Day-ahead self-schedules for July 25 stood at 69,476 MW, compared with 68,649 MW a year ago, when load hit 143,633 MW. In real time, generators self-scheduled 73,177 MW, compared with 76,430 MW a year ago.
Self-scheduled units are price takers and cannot set marginal prices; they also are ineligible for operating reserve credits.
July 25 was the first time under the new market construct that PJM issued a maintenance outage recall. It canceled 11 planned outages, totaling 124 MW over 72 hours. Eight of them, a sum of 48 MW, were online by noon July 25; the remaining three, totaling 76 MW, did not return and were converted to forced outages.
An RTO-wide hot-weather alert was issued July 22-25. A heat advisory was issued July 21 in the ComEd zone and July 26-28 in Mid Atlantic and Dominion.
The grid experienced no transfer or interconnection reliability operating limits (IROL) issues during the hot weather, Pilong said.
However, two 765/345-kV transformers tripped in different parts of the system, causing local congestion. (See “Grid Remains Strong During Recent Heat Wave,” PJM Markets and Reliability and Members Committees Briefs.)
PJM’s new tools address two scheduling concerns leading into the polar vortex. Operators’ ability to view the capacity position for the next several days was limited, as was their capacity to capture generator reserves in real time in order to validate their calculations.
In June 2014, PJM rolled out its “long lead” tool, which consolidates load forecasts, safety margins and generator data, and adopted a new procedure for scheduling generation that includes a seven-day look-ahead.
Last September the RTO developed an instantaneous reserve check, allowing it to validate unit reserves in real time.
Pilong said the new tools helped reduce balancing operating reserve (BOR) payments.
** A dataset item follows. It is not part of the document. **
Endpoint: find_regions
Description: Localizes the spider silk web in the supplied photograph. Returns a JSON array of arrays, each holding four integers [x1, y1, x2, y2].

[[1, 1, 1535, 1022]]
BOR payments totaled $18.1 million from June through August 2015. That amount stood at $10.1 million through July 26, 2016.
Uplift payments for July 25 came to nearly $1.1 million, compared with $447,118 for the hottest day in 2015, which occurred on July 28.
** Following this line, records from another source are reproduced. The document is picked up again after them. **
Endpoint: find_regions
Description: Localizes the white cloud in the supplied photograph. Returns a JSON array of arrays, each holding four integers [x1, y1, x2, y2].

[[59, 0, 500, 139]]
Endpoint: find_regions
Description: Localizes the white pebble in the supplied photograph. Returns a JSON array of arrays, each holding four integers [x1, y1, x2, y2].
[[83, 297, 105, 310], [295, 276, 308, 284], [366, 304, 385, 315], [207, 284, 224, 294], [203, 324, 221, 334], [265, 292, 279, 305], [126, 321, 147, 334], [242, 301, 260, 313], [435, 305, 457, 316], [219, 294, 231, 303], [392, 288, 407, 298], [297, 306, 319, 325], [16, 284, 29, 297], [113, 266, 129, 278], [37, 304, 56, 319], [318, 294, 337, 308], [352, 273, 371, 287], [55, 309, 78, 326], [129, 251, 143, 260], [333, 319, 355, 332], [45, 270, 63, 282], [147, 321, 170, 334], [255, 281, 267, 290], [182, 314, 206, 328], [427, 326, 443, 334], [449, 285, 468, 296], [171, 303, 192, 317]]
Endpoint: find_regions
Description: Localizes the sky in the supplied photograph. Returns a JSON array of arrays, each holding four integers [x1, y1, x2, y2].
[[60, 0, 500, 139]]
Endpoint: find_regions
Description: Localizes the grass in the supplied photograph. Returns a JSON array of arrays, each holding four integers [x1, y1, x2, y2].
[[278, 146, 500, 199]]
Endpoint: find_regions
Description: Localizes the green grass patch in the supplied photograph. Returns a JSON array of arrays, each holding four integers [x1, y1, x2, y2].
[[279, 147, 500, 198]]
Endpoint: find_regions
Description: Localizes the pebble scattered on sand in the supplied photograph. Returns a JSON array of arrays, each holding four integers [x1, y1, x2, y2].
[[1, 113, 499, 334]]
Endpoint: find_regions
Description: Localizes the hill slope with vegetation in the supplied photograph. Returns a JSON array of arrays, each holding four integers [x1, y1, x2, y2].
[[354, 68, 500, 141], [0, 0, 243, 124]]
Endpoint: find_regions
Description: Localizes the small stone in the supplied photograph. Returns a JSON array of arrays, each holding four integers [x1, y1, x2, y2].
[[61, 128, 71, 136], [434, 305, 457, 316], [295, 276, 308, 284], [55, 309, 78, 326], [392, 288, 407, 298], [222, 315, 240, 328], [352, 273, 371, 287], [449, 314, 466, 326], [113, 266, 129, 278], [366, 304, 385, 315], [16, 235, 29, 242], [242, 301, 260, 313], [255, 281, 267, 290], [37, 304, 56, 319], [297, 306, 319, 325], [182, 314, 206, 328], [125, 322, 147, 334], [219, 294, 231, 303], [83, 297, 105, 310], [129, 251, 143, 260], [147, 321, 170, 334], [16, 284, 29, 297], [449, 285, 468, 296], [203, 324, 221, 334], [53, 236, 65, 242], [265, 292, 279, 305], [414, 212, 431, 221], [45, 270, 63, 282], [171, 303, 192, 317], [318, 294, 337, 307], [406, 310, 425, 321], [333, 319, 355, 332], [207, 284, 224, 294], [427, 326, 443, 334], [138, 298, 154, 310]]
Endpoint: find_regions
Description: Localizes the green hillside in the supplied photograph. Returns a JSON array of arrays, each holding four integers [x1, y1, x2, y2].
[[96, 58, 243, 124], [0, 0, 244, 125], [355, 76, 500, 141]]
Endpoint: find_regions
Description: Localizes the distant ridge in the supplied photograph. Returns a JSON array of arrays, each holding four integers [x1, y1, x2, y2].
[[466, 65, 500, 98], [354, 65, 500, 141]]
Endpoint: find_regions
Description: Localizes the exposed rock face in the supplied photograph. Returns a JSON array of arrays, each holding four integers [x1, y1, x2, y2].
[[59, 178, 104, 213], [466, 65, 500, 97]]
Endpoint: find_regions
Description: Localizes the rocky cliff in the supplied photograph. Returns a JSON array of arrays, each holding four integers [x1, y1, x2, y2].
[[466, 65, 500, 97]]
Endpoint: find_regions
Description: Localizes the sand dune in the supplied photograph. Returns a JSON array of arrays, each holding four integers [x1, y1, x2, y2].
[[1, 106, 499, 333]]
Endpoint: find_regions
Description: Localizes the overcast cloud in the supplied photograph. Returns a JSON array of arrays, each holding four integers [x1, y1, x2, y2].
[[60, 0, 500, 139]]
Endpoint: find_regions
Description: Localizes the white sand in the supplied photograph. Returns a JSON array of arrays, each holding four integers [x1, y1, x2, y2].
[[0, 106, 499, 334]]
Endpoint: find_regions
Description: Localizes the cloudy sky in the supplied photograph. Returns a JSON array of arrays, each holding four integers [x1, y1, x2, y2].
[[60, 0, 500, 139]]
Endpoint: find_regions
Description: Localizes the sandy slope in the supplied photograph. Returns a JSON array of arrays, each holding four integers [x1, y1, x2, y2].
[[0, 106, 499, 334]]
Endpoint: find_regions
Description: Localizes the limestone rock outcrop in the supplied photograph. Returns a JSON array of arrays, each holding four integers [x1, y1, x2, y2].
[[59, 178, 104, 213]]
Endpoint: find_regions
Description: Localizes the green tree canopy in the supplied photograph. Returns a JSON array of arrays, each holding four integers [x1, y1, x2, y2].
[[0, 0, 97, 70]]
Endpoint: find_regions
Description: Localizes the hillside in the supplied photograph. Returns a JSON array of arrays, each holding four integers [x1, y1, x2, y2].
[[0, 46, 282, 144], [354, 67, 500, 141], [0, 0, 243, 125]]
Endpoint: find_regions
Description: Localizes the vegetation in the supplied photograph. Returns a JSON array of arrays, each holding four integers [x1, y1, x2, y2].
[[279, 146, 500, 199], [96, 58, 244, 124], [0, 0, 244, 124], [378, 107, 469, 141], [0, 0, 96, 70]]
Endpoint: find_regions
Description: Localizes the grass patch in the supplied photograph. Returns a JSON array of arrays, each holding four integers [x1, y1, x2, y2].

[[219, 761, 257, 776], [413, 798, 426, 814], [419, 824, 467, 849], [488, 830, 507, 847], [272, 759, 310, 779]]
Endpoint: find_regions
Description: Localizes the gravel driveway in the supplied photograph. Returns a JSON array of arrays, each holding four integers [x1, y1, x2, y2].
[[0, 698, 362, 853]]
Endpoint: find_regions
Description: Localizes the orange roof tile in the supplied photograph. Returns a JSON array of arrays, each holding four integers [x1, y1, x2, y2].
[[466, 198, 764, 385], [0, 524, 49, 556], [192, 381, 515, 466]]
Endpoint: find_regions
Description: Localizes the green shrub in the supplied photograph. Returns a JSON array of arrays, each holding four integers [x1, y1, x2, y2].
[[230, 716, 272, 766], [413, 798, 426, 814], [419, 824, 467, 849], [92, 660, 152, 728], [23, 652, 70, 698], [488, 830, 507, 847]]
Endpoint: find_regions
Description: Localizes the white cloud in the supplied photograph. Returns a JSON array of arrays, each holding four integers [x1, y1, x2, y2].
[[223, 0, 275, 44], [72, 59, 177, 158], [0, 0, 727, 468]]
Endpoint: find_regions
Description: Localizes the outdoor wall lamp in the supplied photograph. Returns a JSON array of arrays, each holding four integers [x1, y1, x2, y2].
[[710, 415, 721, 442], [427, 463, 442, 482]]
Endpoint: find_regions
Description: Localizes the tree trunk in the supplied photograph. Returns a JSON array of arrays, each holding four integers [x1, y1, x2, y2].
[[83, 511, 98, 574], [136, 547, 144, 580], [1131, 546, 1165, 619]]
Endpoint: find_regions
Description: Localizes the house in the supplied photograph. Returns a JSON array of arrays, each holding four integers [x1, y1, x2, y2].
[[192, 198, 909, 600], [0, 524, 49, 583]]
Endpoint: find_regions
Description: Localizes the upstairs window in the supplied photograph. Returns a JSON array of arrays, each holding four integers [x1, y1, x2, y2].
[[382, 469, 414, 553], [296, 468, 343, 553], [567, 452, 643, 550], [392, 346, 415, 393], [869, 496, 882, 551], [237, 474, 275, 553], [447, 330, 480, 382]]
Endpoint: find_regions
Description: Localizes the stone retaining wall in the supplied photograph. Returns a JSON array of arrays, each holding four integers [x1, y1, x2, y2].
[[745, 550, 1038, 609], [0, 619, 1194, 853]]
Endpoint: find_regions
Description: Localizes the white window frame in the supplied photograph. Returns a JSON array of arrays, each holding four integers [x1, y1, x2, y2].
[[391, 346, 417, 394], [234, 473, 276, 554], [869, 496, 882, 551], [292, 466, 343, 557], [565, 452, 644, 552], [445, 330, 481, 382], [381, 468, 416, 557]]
Metering Task Force Presents Proposal to Improve Clarity
PJM presented the first read of an 11-point proposal for manual and Tariff changes to close the gap between PJM’s metering requirements and members’ understanding of the rules.
The proposal was outlined by Nancy Huang of the Metering Task Force, which was formed by a problem statement approved Sept. 8. (See “Metering Requirements to Receive Overhaul,” PJM Operating Committee Briefs.)
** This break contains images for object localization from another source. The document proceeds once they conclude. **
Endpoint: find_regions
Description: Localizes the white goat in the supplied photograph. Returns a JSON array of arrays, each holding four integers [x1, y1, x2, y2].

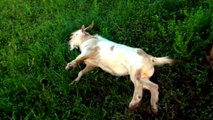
[[66, 21, 174, 114]]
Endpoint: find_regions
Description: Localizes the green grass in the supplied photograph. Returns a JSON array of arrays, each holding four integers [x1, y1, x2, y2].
[[0, 0, 213, 119]]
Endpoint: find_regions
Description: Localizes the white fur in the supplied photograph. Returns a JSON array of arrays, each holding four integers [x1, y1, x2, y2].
[[90, 35, 143, 76]]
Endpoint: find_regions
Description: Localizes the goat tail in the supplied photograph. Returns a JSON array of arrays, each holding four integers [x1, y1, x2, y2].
[[150, 56, 174, 66]]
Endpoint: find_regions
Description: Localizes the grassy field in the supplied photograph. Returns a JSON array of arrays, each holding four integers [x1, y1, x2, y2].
[[0, 0, 213, 119]]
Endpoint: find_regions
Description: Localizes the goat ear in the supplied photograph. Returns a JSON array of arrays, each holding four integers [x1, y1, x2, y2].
[[81, 25, 85, 33], [85, 21, 94, 30]]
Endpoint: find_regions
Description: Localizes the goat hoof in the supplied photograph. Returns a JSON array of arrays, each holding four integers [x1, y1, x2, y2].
[[66, 66, 73, 71], [151, 108, 159, 115], [128, 103, 138, 110], [67, 67, 73, 71], [69, 80, 78, 85]]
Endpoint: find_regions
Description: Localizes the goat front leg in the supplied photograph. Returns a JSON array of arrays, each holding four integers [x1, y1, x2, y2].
[[65, 54, 87, 71], [66, 60, 78, 71], [66, 47, 99, 71], [70, 64, 95, 85]]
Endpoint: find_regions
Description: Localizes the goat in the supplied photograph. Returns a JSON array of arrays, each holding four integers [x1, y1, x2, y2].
[[65, 21, 174, 114]]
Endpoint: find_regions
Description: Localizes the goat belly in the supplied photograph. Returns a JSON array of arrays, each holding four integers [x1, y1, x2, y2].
[[98, 61, 129, 76]]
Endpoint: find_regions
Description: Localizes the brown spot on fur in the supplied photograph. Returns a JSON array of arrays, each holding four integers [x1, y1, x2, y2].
[[110, 46, 115, 51], [137, 49, 146, 56], [141, 68, 154, 78], [152, 59, 155, 62], [89, 46, 100, 57], [81, 37, 99, 50], [142, 72, 149, 78], [135, 69, 141, 80], [81, 33, 96, 42], [75, 46, 100, 64], [84, 46, 100, 59]]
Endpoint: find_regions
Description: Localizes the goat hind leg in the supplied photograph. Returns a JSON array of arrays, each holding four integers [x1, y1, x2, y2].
[[129, 80, 143, 110], [142, 79, 159, 114]]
The group also recommended two topics for further study: minimum metering requirements for location and density to ensure system observability, and metering requirements for distributed generation.
The revisions aim to reduce the risk of non-compliance, provide clarity around the specifications and design of new equipment, improve the energy management system’s state estimation solution and maintain operation reliability and market fairness.
The proposal is set to go before the Members Committee on Sept. 29, with a FERC filing expected in October.
Systems Information Committee Heads into the Sunset
Members approved sunsetting the Systems Information Committee.
Topics related to the energy management system will be assigned to the Data Management Subcommittee (DMS), which will meet next on Aug. 25. Remaining topics will be transitioned to the new Tech Change Forum, which will hold its first meetings Sept. 27-28.
To accommodate the changes, the Operating Committee also approved modifying the DMS charter.
The DMS will now function as a joint subcommittee, with generator and transmission owners addressing pertinent issues and TOs considering topics applying only to them.